When you buying pretty much any product, it's important to know exactly what it is you're buying and what you're getting for your money. When purchasing your printer cartridges is just as important to do the same.
Practically all cartridges now come with a page yield on the packaging to help you know what to expect when it comes to printing. But what does page yield even mean and how accurate is it?
The page yield is an estimated figure of how many pages you should get from your cartridge. HP and other industry specialists are involved in developing the standards that are used to measure the page yield and they do so extremely accurately.
They test the yield by printing pages with approximately 20% overall coverage (5% of each colour) on the page. As you can see the pages below that they use are full documents (albeit ugly documents) of black and colour.
Even with these test pages in front of us its still hard to understand exactly how much you will be able to print with your cartridge.
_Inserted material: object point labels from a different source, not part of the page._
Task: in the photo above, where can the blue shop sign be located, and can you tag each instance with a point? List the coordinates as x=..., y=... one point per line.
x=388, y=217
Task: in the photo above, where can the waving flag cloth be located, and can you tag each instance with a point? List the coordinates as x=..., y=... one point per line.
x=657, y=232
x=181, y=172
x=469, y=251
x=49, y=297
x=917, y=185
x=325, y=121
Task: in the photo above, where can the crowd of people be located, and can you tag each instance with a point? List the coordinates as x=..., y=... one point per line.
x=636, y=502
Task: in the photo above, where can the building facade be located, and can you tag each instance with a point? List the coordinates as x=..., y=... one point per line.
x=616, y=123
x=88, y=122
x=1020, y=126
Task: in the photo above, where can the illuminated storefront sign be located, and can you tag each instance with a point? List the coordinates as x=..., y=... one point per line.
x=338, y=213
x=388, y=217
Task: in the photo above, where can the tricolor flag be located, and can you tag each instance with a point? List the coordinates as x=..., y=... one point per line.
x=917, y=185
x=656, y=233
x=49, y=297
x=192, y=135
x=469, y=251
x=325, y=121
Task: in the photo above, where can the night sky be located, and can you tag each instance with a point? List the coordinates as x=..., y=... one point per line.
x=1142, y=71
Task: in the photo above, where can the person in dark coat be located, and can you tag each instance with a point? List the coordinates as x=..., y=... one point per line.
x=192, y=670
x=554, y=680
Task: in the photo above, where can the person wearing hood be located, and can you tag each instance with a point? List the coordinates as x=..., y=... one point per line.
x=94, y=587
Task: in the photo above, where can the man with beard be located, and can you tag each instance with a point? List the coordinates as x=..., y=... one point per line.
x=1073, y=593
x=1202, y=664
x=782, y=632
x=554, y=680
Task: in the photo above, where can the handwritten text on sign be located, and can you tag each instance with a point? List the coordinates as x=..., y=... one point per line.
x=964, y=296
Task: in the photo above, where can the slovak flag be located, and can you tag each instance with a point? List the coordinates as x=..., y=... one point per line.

Have a look at the visualization below, it shows an approximate coverage of 5% black text:
This shows that a pretty much regular document written in a regular size 11px Arial font covers just over half the page. In my personal opinion, you are more likely to print a document like the latter compared to the first two examples HP provide. If you were to print just photos then you would definitely not get anything near the page yield specified.
All this information and more is available on the HP website, if you fancy doing a bit more reading on the topic then feel free to do so. Just remember to take into account that although HP do their very best to provide an accurate estimate, the page yield is not exact and it depends on what you print.